Documentation ¶
Index ¶
Constants ¶
This section is empty.
Variables ¶
var ( ErrFieldIncomplete = errors.New("incomplete fields") ErrEmptyStructure = errors.New("empty structure") )
define a set of errors
Functions ¶
This section is empty.
Types ¶
type Permission ¶
type Permission struct { // AuthorizedRoles defines roles that allow access to specified resource // Accepted type: non-empty string, * // *: means any role, but visitors should have at least one role, // non-empty string: specified role AuthorizedRoles []string `json:"authorized_roles" yaml:"authorized_roles"` // ForbiddenRoles defines roles that not allow access to specified resource // ForbiddenRoles has a higher priority than AuthorizedRoles // Accepted type: non-empty string, * // *: means any role, but visitors should have at least one role, // non-empty string: specified role // ForbiddenRoles []string `json:"forbidden_roles" yaml:"forbidden_roles"` // AllowAnyone has a higher priority than ForbiddenRoles/AuthorizedRoles // If set to true, anyone will be able to pass authentication. // Note that this will include people without any role. AllowAnyone bool `json:"allow_anyone" yaml:"allow_anyone"` }
Permission is used to define permission control information
func (*Permission) IsGranted ¶
func (p *Permission) IsGranted(roles []string) (PermissionState, error)
IsGranted is used to determine whether the given role can pass the authentication of *Permission.
func (*Permission) IsValid ¶
func (p *Permission) IsValid() error
IsValid is used to test the validity of the Rule
type PermissionState ¶
type PermissionState uint8
PermissionState identifies the status of the permission
const ( // PermissionUnknown is an initial state, usually specified when an error occurs PermissionUnknown PermissionState = iota // PermissionGranted means permission is granted PermissionGranted // PermissionUngranted means permission is ungranted PermissionUngranted // PermissionNeglected means could not find the matching rule in the list of rules PermissionNeglected )
func (PermissionState) IsGranted ¶
func (state PermissionState) IsGranted() bool
IsGranted is used to determine whether the current request is granted in a strict sense. Note that it only returns true when state equals PermissionGranted Because we recommend that you configure permissions for all possible requests to prevent forgetting to configure some addresses * If you want it to return true when PermissionNeglected as well, you should use IsLooselyGranted
func (PermissionState) IsLooselyGranted ¶
func (state PermissionState) IsLooselyGranted() bool
IsLooselyGranted is used to determine whether a request is authorized in a non-strict sense It returns true when state equals PermissionGranted or PermissionNeglected * This means if you forget to configure some addresses, they may be accessed by anyone.

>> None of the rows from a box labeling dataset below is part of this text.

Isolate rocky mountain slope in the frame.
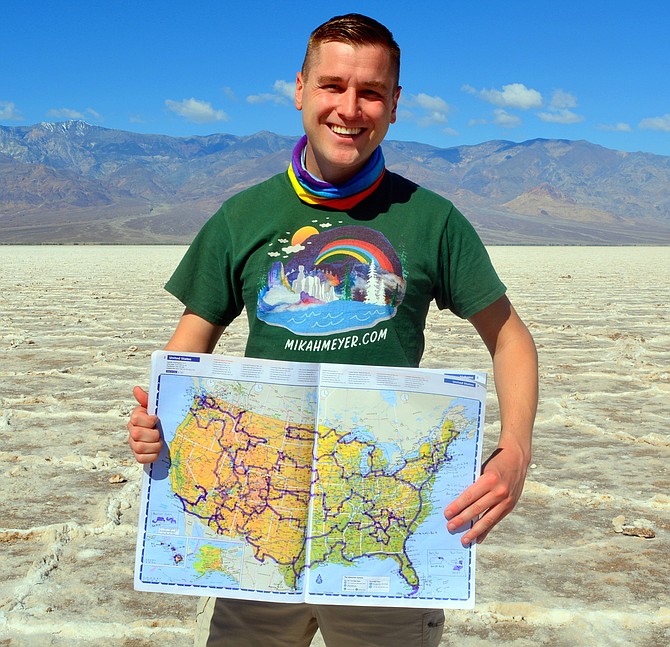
[0,121,670,244]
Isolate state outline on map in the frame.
[135,351,486,608]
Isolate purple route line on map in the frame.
[169,395,314,580]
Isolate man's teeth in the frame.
[330,126,363,135]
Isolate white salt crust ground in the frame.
[0,246,670,647]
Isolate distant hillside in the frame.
[0,121,670,244]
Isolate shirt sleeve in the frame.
[165,207,243,326]
[435,206,507,319]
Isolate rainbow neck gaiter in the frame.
[288,135,385,211]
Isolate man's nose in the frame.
[338,88,361,119]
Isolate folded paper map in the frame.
[135,351,486,608]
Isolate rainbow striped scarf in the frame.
[288,135,386,211]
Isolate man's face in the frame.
[295,42,400,184]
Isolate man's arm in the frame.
[444,297,538,545]
[128,309,224,463]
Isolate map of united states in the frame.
[169,380,477,594]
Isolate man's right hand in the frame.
[128,386,163,464]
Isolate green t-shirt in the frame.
[166,171,505,366]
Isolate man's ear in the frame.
[295,72,304,110]
[391,85,402,124]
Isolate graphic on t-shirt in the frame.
[257,223,406,335]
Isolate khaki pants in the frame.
[195,598,444,647]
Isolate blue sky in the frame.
[0,0,670,155]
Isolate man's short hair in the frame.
[302,13,400,86]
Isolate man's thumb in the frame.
[133,386,149,409]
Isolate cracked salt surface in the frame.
[0,246,670,647]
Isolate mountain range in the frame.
[0,121,670,245]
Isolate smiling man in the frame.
[128,14,537,647]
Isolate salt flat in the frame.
[0,246,670,647]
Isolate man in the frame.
[128,14,537,647]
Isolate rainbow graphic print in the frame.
[257,223,406,335]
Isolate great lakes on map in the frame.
[135,351,485,608]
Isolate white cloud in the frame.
[549,90,577,110]
[493,108,521,128]
[400,92,450,127]
[468,83,542,110]
[0,101,23,121]
[596,121,633,133]
[640,112,670,133]
[537,108,584,124]
[165,97,228,124]
[247,79,295,106]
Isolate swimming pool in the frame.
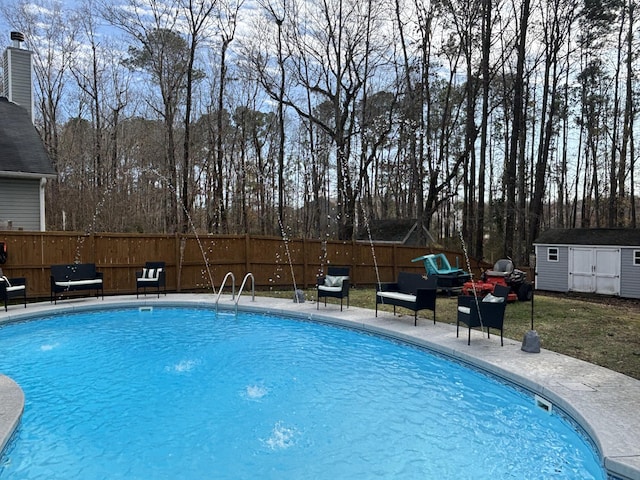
[0,307,605,479]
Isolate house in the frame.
[533,228,640,298]
[0,32,56,231]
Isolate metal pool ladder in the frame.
[216,272,236,314]
[236,272,256,315]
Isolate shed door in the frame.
[595,248,620,295]
[569,247,620,295]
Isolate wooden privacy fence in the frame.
[0,231,488,298]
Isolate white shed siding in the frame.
[620,246,640,298]
[536,245,569,292]
[0,178,40,231]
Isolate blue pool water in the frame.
[0,307,606,480]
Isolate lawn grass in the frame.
[260,288,640,380]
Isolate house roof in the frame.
[0,97,56,178]
[534,228,640,246]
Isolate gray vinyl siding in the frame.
[620,246,640,298]
[4,47,32,118]
[536,245,569,292]
[0,178,40,231]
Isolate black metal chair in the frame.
[136,262,167,298]
[316,267,349,311]
[456,285,511,346]
[0,269,27,312]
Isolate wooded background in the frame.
[1,0,640,266]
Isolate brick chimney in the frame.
[2,32,33,122]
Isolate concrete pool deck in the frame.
[0,292,640,480]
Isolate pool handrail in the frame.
[216,272,236,313]
[236,272,256,315]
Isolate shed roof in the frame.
[0,97,56,178]
[534,228,640,246]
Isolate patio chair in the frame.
[136,262,167,298]
[0,268,27,312]
[316,267,349,311]
[456,285,511,346]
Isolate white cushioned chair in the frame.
[136,262,167,298]
[316,267,349,311]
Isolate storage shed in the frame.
[533,228,640,298]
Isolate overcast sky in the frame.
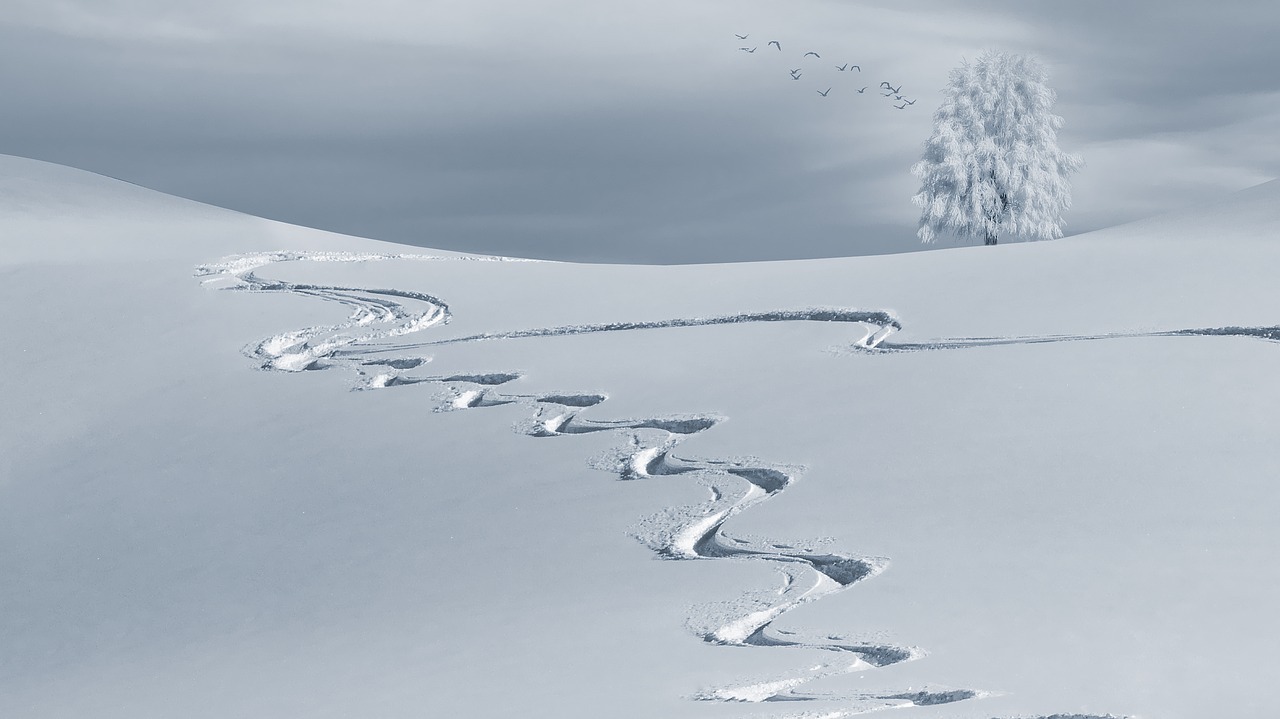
[0,0,1280,262]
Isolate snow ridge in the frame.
[196,252,1126,719]
[870,325,1280,352]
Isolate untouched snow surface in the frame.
[0,152,1280,719]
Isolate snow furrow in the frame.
[196,252,1152,719]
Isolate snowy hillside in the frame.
[0,152,1280,719]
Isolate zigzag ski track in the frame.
[195,251,1192,719]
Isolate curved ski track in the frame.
[202,251,1162,719]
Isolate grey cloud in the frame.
[0,0,1280,261]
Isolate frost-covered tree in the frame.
[911,51,1084,244]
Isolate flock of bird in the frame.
[733,33,915,110]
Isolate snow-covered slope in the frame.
[0,152,1280,719]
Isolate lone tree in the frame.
[911,51,1084,244]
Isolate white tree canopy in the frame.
[911,51,1084,244]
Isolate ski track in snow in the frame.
[195,252,1182,719]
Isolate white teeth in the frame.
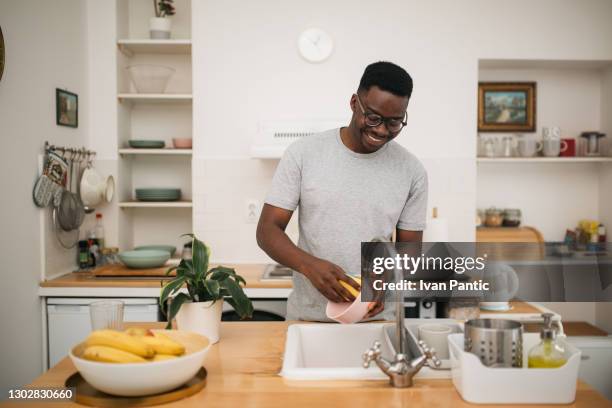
[368,135,385,144]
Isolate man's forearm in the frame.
[257,225,314,272]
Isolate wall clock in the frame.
[298,27,334,62]
[0,27,4,81]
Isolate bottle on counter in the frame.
[597,224,608,244]
[89,213,106,250]
[77,240,89,270]
[529,313,567,368]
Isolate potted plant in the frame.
[159,234,253,343]
[149,0,174,39]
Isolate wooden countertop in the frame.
[40,264,292,289]
[9,322,612,408]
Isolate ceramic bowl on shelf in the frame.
[134,245,176,256]
[118,249,170,269]
[136,188,181,201]
[172,137,193,149]
[127,64,175,93]
[128,140,166,149]
[69,330,211,397]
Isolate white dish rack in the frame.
[448,333,581,404]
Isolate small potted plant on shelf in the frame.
[159,234,253,343]
[149,0,174,39]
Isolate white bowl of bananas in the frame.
[70,328,210,397]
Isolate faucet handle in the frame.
[419,340,442,367]
[362,341,380,368]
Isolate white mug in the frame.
[517,137,542,157]
[419,323,452,360]
[542,139,567,157]
[542,126,561,140]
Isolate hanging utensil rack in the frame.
[45,142,96,160]
[40,141,96,249]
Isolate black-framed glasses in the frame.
[355,94,408,133]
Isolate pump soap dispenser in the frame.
[529,313,567,368]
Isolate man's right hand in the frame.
[299,257,360,303]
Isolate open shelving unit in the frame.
[117,39,191,57]
[115,0,193,250]
[117,93,192,103]
[119,148,192,156]
[476,157,612,164]
[119,201,193,208]
[475,59,612,241]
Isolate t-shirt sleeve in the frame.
[397,166,428,231]
[265,146,302,211]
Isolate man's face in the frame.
[351,86,408,153]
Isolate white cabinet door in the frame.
[47,298,159,367]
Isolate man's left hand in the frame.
[363,299,385,319]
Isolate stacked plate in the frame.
[128,140,166,149]
[136,188,181,201]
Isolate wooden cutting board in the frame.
[93,265,176,277]
[476,227,546,261]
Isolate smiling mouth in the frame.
[366,133,387,146]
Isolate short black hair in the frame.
[357,61,412,98]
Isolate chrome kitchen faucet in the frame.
[362,238,441,388]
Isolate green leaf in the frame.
[204,279,221,300]
[159,278,185,314]
[192,237,209,281]
[208,266,236,281]
[166,266,178,276]
[221,278,253,319]
[159,277,185,311]
[166,293,191,329]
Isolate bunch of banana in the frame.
[83,328,185,363]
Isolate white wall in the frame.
[0,0,89,399]
[596,69,612,333]
[192,0,612,262]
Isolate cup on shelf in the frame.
[517,136,543,157]
[561,138,576,157]
[542,138,568,157]
[89,300,124,330]
[172,137,193,149]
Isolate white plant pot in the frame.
[149,17,172,39]
[176,300,223,344]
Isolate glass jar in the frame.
[503,208,521,227]
[485,208,504,227]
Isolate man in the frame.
[257,62,427,321]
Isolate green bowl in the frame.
[118,249,170,269]
[128,140,166,149]
[134,245,176,256]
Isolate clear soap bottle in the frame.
[528,313,567,368]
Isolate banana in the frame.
[150,354,178,361]
[338,275,361,297]
[125,327,150,337]
[85,330,155,358]
[139,333,185,356]
[83,346,147,363]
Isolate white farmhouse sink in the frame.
[280,323,391,380]
[280,319,463,381]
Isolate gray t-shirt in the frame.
[265,129,427,321]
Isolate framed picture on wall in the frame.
[478,82,536,132]
[55,89,79,127]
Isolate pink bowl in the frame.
[172,137,193,149]
[325,293,374,323]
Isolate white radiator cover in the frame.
[251,119,348,159]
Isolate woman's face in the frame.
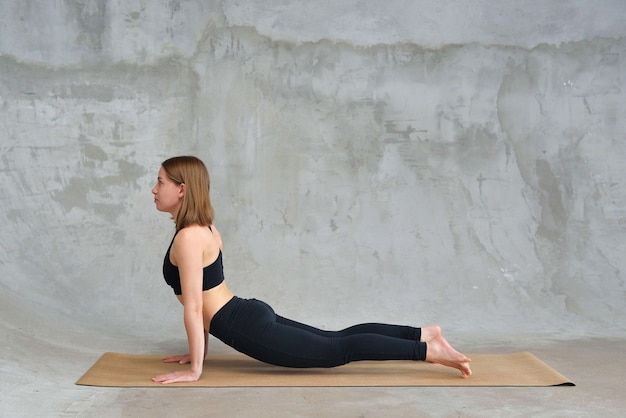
[152,167,185,218]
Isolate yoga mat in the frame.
[76,352,574,387]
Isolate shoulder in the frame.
[210,224,222,249]
[174,225,207,249]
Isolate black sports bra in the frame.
[163,230,224,295]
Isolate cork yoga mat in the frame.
[76,352,574,387]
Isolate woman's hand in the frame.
[163,354,191,364]
[152,370,200,385]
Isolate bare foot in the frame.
[426,335,472,378]
[420,325,441,343]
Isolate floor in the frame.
[0,300,626,418]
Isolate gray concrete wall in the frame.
[0,0,626,342]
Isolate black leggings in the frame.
[210,296,426,367]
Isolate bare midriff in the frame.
[176,281,235,329]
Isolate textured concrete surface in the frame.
[0,0,626,416]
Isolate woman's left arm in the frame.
[152,227,206,384]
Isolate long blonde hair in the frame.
[161,155,214,231]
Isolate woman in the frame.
[152,156,471,384]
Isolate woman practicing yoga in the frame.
[152,156,472,384]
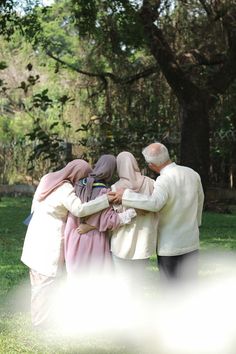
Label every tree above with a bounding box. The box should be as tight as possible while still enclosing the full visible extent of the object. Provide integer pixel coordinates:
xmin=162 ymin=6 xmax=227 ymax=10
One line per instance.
xmin=67 ymin=0 xmax=236 ymax=185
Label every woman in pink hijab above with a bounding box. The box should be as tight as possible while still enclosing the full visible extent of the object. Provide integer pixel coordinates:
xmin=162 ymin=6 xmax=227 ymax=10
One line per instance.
xmin=111 ymin=151 xmax=158 ymax=288
xmin=65 ymin=155 xmax=136 ymax=276
xmin=21 ymin=159 xmax=109 ymax=326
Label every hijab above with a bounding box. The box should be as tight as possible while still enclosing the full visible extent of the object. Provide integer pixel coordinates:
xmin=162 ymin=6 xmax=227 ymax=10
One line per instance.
xmin=114 ymin=151 xmax=145 ymax=192
xmin=36 ymin=159 xmax=91 ymax=201
xmin=76 ymin=155 xmax=116 ymax=203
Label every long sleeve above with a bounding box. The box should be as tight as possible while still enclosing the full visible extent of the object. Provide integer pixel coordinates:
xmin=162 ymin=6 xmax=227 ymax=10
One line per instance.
xmin=60 ymin=183 xmax=109 ymax=217
xmin=122 ymin=177 xmax=168 ymax=212
xmin=86 ymin=207 xmax=120 ymax=232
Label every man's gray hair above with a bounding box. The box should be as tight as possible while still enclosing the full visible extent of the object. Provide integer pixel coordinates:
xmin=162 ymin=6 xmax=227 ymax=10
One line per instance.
xmin=142 ymin=143 xmax=170 ymax=166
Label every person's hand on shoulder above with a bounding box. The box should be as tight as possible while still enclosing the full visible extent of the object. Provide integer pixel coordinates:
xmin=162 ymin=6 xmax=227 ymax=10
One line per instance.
xmin=76 ymin=224 xmax=96 ymax=235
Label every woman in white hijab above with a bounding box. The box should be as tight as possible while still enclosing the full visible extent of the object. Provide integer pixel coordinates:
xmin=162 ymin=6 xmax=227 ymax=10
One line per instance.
xmin=111 ymin=151 xmax=158 ymax=288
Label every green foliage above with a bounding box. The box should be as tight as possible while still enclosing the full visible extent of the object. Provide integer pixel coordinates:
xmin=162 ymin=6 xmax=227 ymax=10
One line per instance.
xmin=0 ymin=197 xmax=236 ymax=354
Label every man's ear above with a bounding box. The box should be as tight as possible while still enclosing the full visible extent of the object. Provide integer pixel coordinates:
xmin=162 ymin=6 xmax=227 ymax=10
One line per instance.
xmin=148 ymin=162 xmax=159 ymax=173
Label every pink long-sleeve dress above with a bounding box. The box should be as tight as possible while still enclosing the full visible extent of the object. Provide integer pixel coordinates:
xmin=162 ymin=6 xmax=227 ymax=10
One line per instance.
xmin=64 ymin=188 xmax=120 ymax=275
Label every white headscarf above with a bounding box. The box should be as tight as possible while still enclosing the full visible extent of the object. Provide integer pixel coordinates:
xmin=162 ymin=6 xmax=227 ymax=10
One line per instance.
xmin=114 ymin=151 xmax=145 ymax=192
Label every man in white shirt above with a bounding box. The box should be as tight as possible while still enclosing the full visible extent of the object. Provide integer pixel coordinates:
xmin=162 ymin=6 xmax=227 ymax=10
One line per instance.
xmin=109 ymin=143 xmax=204 ymax=279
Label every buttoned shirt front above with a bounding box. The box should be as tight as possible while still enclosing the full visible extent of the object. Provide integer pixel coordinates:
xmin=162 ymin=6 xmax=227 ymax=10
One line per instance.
xmin=122 ymin=163 xmax=204 ymax=256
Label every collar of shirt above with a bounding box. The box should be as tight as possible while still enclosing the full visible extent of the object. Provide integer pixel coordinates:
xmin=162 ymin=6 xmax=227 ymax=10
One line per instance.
xmin=160 ymin=162 xmax=176 ymax=175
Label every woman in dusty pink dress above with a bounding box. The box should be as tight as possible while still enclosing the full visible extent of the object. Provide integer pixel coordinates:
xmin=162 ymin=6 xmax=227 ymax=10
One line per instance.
xmin=64 ymin=155 xmax=136 ymax=275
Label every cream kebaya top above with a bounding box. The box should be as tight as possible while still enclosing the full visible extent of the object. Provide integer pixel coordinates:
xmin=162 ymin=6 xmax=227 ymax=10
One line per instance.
xmin=21 ymin=182 xmax=109 ymax=277
xmin=111 ymin=177 xmax=158 ymax=259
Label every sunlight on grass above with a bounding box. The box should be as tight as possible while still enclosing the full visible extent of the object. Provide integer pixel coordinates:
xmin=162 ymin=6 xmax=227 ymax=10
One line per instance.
xmin=0 ymin=198 xmax=236 ymax=354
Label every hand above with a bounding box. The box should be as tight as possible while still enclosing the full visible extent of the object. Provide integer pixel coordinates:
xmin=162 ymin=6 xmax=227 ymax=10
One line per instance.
xmin=135 ymin=209 xmax=148 ymax=216
xmin=76 ymin=224 xmax=96 ymax=235
xmin=108 ymin=188 xmax=125 ymax=204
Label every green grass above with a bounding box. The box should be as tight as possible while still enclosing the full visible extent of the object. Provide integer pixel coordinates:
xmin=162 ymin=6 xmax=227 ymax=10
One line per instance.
xmin=0 ymin=197 xmax=236 ymax=354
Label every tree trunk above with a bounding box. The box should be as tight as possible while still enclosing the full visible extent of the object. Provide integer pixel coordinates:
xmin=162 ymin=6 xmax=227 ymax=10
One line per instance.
xmin=179 ymin=95 xmax=210 ymax=189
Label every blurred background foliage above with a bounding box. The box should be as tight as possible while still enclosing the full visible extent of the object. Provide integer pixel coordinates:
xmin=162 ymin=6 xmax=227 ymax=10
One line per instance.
xmin=0 ymin=0 xmax=236 ymax=188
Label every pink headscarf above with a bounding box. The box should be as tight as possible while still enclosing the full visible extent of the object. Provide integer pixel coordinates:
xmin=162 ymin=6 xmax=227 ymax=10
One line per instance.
xmin=75 ymin=155 xmax=116 ymax=203
xmin=114 ymin=151 xmax=145 ymax=192
xmin=36 ymin=159 xmax=92 ymax=201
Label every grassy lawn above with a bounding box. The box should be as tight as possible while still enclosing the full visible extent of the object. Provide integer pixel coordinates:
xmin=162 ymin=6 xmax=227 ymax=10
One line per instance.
xmin=0 ymin=197 xmax=236 ymax=354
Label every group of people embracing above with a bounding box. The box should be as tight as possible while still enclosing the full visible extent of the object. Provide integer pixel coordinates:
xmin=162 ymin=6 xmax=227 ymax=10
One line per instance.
xmin=21 ymin=143 xmax=204 ymax=326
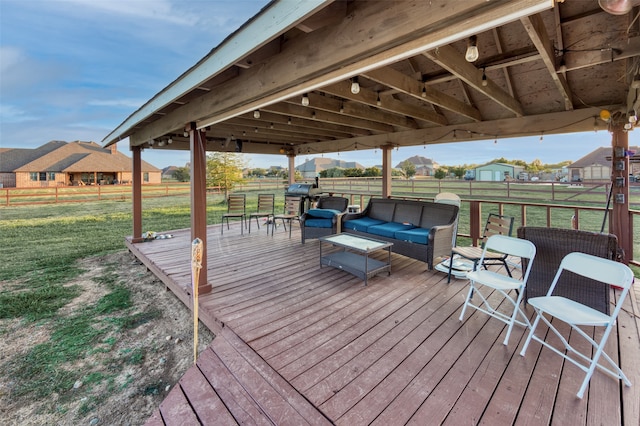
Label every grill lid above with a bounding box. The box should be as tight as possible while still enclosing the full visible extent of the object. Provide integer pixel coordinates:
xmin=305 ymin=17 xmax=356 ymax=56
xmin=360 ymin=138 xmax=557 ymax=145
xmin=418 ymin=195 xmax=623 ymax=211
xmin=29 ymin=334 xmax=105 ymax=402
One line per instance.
xmin=287 ymin=183 xmax=322 ymax=196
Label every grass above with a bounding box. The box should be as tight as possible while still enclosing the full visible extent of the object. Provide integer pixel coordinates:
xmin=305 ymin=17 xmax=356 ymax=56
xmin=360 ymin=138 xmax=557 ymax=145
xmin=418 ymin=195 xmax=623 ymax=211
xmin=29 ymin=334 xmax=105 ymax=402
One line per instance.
xmin=0 ymin=188 xmax=637 ymax=414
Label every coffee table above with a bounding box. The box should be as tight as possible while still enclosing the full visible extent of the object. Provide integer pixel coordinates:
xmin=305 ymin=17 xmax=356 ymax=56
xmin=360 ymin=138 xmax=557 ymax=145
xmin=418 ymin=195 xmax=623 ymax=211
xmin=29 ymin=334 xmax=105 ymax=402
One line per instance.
xmin=318 ymin=233 xmax=393 ymax=285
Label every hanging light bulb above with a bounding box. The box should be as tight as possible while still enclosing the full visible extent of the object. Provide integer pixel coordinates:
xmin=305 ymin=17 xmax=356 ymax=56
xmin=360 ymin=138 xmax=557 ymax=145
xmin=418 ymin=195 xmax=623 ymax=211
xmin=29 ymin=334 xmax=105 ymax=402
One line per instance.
xmin=600 ymin=109 xmax=611 ymax=123
xmin=598 ymin=0 xmax=633 ymax=15
xmin=351 ymin=77 xmax=360 ymax=95
xmin=464 ymin=36 xmax=480 ymax=62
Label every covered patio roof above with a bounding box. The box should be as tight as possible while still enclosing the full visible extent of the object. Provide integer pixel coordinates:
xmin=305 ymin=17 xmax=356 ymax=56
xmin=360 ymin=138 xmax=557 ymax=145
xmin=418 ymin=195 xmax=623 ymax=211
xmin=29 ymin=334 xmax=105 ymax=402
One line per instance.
xmin=103 ymin=0 xmax=640 ymax=155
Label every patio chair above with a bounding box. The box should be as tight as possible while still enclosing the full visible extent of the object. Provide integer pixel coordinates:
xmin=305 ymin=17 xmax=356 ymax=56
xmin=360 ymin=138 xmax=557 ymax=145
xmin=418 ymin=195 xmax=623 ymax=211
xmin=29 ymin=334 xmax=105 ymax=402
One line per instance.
xmin=267 ymin=195 xmax=302 ymax=238
xmin=220 ymin=194 xmax=247 ymax=235
xmin=300 ymin=196 xmax=349 ymax=244
xmin=517 ymin=226 xmax=621 ymax=314
xmin=460 ymin=235 xmax=536 ymax=345
xmin=249 ymin=194 xmax=275 ymax=234
xmin=520 ymin=252 xmax=633 ymax=398
xmin=447 ymin=213 xmax=513 ymax=283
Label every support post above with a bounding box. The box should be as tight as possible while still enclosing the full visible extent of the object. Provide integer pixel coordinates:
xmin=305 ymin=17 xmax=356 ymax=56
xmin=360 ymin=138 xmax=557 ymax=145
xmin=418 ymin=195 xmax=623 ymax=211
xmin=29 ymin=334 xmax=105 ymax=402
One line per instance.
xmin=189 ymin=123 xmax=211 ymax=294
xmin=609 ymin=125 xmax=633 ymax=265
xmin=131 ymin=145 xmax=143 ymax=243
xmin=380 ymin=145 xmax=393 ymax=198
xmin=287 ymin=154 xmax=296 ymax=185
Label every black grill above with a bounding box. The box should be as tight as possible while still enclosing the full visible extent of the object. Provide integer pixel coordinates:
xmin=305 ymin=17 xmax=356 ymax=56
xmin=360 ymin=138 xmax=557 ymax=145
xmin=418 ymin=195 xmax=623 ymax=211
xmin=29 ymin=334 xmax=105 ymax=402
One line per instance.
xmin=285 ymin=183 xmax=322 ymax=214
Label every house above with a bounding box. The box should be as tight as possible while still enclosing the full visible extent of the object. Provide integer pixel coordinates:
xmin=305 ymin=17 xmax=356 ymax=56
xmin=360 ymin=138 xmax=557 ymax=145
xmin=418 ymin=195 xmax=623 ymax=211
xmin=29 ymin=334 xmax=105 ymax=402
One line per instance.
xmin=568 ymin=146 xmax=640 ymax=182
xmin=296 ymin=157 xmax=364 ymax=178
xmin=0 ymin=141 xmax=162 ymax=188
xmin=475 ymin=163 xmax=524 ymax=182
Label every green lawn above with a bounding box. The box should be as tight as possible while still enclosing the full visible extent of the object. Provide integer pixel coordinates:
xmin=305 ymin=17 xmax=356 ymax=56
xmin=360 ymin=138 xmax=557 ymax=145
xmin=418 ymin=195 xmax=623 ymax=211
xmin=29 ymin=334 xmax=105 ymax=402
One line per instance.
xmin=0 ymin=187 xmax=639 ymax=416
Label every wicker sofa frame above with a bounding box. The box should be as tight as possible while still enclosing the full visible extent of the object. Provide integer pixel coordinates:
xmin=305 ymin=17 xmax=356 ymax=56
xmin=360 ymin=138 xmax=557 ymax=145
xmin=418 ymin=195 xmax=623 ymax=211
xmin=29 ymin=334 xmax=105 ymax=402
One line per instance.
xmin=300 ymin=196 xmax=349 ymax=244
xmin=342 ymin=197 xmax=459 ymax=270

func (PermissionState) IsNeglected ¶
func (state PermissionState) IsNeglected() bool
IsNeglected is used to determine if the current state is equal to PermissionNeglected PermissionNeglected means could not find the matching rule in the list of rules
func (PermissionState) String ¶
func (state PermissionState) String() string
type Query ¶
type Query Resource
Query defines the data structure of the query parameters
func (*Query) GetArguments ¶
GetArguments is used to convert the current argument to a string slice
type Resource ¶
type Resource struct { // Host defines the host of the resource, allowing wildcards to be used. Host string `json:"host" yaml:"host"` // Path defines the path of the resource, allowing wildcards to be used. Path string `json:"path" yaml:"path"` // Method defines the method of the resource, allowing wildcards to be used. Method string `json:"method" yaml:"method"` }
Resource defines resources
func (*Resource) GetArguments ¶
GetArguments is used to convert the current argument to a string slice
type Rule ¶
type Rule struct { // The ID controls the priority of the rule. // The higher the ID means the higher the priority of the rule. // When a request is matched to more than one rule, // then authentication will only use the permission configuration for the rule with the highest ID value. // If there are multiple rules that are the largest ID, then one of them will be used randomly. ID int `json:"id" yaml:"id"` *Resource `yaml:",inline"` *Permission `yaml:",inline"` }
Rule is used to define the relationship between "resource" and "permission"
type Rules ¶
type Rules []*Rule
Rules is the list of Rule
func (Rules) IsRolesGranted ¶
func (rules Rules) IsRolesGranted(roles []string) (PermissionState, error)
IsRolesGranted is used to determine whether the current role is admitted by the current rule.